Although outsourcing may offer a healthy business opportunity, particularly as procurement's influence in travel management grows, travel managers who are not keen on the idea still represent a significant portion of Advito's and BCD's client bases. But Advito officials said employment trends and procurement goals are difficult to deny.
"Among some of the small or mid-market accounts we have talked to, procurement, and companies in general, are loading managers up with other responsibilities, so now you're seeing them get food services or other business services like facilities management," said Advito general manager Mary Ellen George. "In some cases, when we talk about outsourcing, their eyes light up because they keep getting more responsibilities. That's happening more and more in Corporate America."
Although George referred to small and mid-market accounts, it is clearly the larger firms where the potential return on investment is greatest. She said the "ideal profile" in the United States is a company that spends more than $10 million on air travel. In Europe, the threshold is €3 million. In one example, Advito suggested a very large organization with 15 travel managers could operate with one or two travel subject matter experts.
Advito's approach is somewhat unique relative to the big BPO providers in that it will take travel-only business. Officials with ICG Commerce and IBM said they mainly offer travel if it is part of a larger outsourced procurement program.
"They're coming to us because travel is not a core competency," said ICG Commerce travel category manager Mike Lynch. "When we're brought in, a lot of companies don't have someone who is the designated travel manager. It could be someone who had a part-time role in travel management as part of procurement, so outsourcing frees them up to be more strategic."
Lynch said nearly one-third of clients using travel services had outsourced program management. In the Netherlands, said one official, nearly one-quarter of Advito's revenues come from outsourcing. Advito described travel management outsourcing as a "booming" and "big, emerging trend," but others were not so sure.
"I think the peak of outsourcing has been reached and now a number of corporations are in-sourcing things again," said CMM Consulting's Cathrine Lundberg.
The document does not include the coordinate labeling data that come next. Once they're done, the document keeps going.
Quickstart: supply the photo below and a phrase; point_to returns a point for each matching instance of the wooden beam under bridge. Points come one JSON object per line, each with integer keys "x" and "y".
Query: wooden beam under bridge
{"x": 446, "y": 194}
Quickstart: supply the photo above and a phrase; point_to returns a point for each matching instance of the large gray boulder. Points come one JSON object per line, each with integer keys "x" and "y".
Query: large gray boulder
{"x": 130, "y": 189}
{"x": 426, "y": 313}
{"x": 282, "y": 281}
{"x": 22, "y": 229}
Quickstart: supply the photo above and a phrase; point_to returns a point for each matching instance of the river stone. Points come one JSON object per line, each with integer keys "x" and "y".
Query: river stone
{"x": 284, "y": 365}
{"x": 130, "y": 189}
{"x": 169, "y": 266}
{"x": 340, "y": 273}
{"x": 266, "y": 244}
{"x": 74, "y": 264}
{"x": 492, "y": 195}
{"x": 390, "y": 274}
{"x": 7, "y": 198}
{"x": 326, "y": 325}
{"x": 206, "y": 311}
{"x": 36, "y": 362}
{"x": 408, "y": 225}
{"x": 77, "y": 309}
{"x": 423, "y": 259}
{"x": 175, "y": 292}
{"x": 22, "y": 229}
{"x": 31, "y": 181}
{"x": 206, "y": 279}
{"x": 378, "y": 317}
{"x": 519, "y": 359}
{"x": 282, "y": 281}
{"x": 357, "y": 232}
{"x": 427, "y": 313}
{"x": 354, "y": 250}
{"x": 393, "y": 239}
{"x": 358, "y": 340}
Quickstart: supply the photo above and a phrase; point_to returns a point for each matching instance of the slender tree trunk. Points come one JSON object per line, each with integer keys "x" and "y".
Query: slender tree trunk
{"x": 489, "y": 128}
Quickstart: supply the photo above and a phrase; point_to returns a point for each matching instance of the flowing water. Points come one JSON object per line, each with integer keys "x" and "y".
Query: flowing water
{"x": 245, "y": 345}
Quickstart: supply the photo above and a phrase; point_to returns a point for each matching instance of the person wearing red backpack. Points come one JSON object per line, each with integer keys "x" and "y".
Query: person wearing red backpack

Although she agreed that many corporations are limiting resources for travel managers and may be deciding that travel is not a core business, Lundberg argued that such "tricky issues" as traveler health, safety and productivity should be managed internally.
TCG Consulting's Albert Taras suggested that some TMCs are promoting outsourcing because they are seeking new revenue streams, and Management Alternatives president Carol Ann Salcito described the proverbial jury as "way out."
Certainly, third-party consulting firms that compete with the likes of Advito for travel supplier sourcing clients have their competitive reasons to slam the concept--even though many of them at least temporarily perform the role of travel manager for some clients--but there is also plenty of evidence that some corporations are going in the opposite direction.
"We brought everything in house," said Wal-Mart global travel services director Duane Futch. "We want to manage the entire travel supply chain. You need to capture that. We are taking out TMCs around the world right now, because their costs are too high and we can do it more cheaply by managing it ourselves."